Reflecting on 2020

2020 has been frickin’ crazy! I’ve been hesitant to talk about all the craziness going on in the world this year because it feels like every time I get a clear picture of what’s going on, five minutes later it becomes shockingly clear that I have no blinkering clue what’s going on. But now, looking back at this year, I get the sense that most of us have had that very same experience both in and out of prison.

The year began with a wonderfully terrible pun, “2020 (20/20) the year of clear vision” and sometime around month 2 of COVID-19 lockdown that pun died along with any pretense of shaving one’s legs. But I think it was scarily accurate. We, as a society, had become so alienated that it would take a massive disruption to the status quo to bring us back to life, and for all the death and pain and suffering and horror COVID-19 has caused, it did that.

Being separated from each other has caused us to reevaluate what is truly important. Connection, compassion, community, love, care, concern, and toilet paper.

We have been forced to stop. To slow down. It’s almost as if everyone who had to sit through a quarantine or travel ban spent some time on house arrest and depending on what their home looks like, they may have spent that time with nothing to do but think. A mini stay-cation meets solitary confinement. With so many people spending so much time thinking many of us spent that time taking a really good look at this world we find ourselves in, a really good look at ourselves. And many of us have decided we don’t like what we see and have set about changing it, all of it.

It is no longer enough for people to passively claim they aren’t racist, now people (specifically white people) have to step up and take an actively anti-racist position to not be considered racist. This is an amazing change that I don’t believe would have happened if not for the #BLM protests and outrage at the brutal police killings of George Floyd, Breonna Taylor, and so many others.

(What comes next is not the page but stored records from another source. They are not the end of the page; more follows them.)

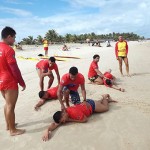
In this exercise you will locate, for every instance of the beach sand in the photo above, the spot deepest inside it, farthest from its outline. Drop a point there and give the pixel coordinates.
(126, 126)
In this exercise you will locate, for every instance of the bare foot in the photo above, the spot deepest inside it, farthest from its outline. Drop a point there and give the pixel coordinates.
(7, 128)
(17, 132)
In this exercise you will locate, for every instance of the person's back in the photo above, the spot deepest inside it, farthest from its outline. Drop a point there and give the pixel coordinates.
(5, 73)
(79, 111)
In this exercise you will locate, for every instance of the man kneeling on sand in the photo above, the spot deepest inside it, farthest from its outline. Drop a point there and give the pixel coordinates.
(78, 113)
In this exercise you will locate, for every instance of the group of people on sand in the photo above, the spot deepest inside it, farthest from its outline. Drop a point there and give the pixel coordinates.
(66, 91)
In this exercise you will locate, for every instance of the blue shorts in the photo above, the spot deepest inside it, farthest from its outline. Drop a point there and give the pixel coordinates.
(92, 103)
(75, 98)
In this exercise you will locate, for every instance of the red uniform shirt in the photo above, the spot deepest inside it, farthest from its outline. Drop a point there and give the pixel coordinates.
(53, 92)
(43, 64)
(7, 56)
(72, 84)
(79, 111)
(92, 72)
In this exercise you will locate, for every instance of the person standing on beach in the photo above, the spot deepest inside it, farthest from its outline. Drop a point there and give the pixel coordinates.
(121, 51)
(94, 74)
(69, 85)
(44, 68)
(45, 45)
(10, 76)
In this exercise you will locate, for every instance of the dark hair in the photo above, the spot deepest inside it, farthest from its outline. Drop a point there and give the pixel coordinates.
(41, 94)
(8, 31)
(73, 70)
(108, 82)
(52, 59)
(96, 55)
(57, 116)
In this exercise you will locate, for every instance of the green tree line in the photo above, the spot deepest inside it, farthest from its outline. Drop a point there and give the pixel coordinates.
(54, 37)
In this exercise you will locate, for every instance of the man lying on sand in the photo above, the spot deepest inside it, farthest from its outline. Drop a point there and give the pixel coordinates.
(78, 113)
(50, 94)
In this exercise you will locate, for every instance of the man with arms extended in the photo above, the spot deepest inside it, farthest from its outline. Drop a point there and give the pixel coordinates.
(44, 68)
(78, 113)
(10, 76)
(69, 85)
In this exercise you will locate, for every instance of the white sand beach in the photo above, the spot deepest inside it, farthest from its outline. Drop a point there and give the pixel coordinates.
(126, 126)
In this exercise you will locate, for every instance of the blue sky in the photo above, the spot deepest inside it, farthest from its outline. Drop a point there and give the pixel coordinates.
(36, 17)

In the past year it has become normal to discuss mental health struggles. It is now normal to encourage the people in one’s life to do self care and going out of one’s way to do a random kindness for someone else is becoming more and more common. People who have never admitted to having mental health issues in the past have come to lean on those of us who have struggled our entire lives, and we’ve leaned right back.

We, as a collective, have become acutely aware of the networks on interdependence we live in and are beginning to act on that truth to change the way our communities are organized and to take care of people’s basic needs. Delivering food, cleaning gear, and toiletries to the homes of people who are at risk for covid-19 or who have disabilities that prevent them from getting to the store, cheering for healthcare and other essential workers each night at 7 pm, and exercising the power of voting to fire that bastard, number 45.

I hope, sincerely hope, that we will continue to carry the insights and lessons we’ve learned this year. The pointlessness of consumerism, the importance of valuing the people in our lives, of being kind to everyone we come in contact with, including ourselves. Because if we are able to hold on to these truths once ‘the new normal’ becomes ‘the previous normal’ perhaps ‘the next normal’ will be a world we want to live in rather than the world we have been forced to put up with.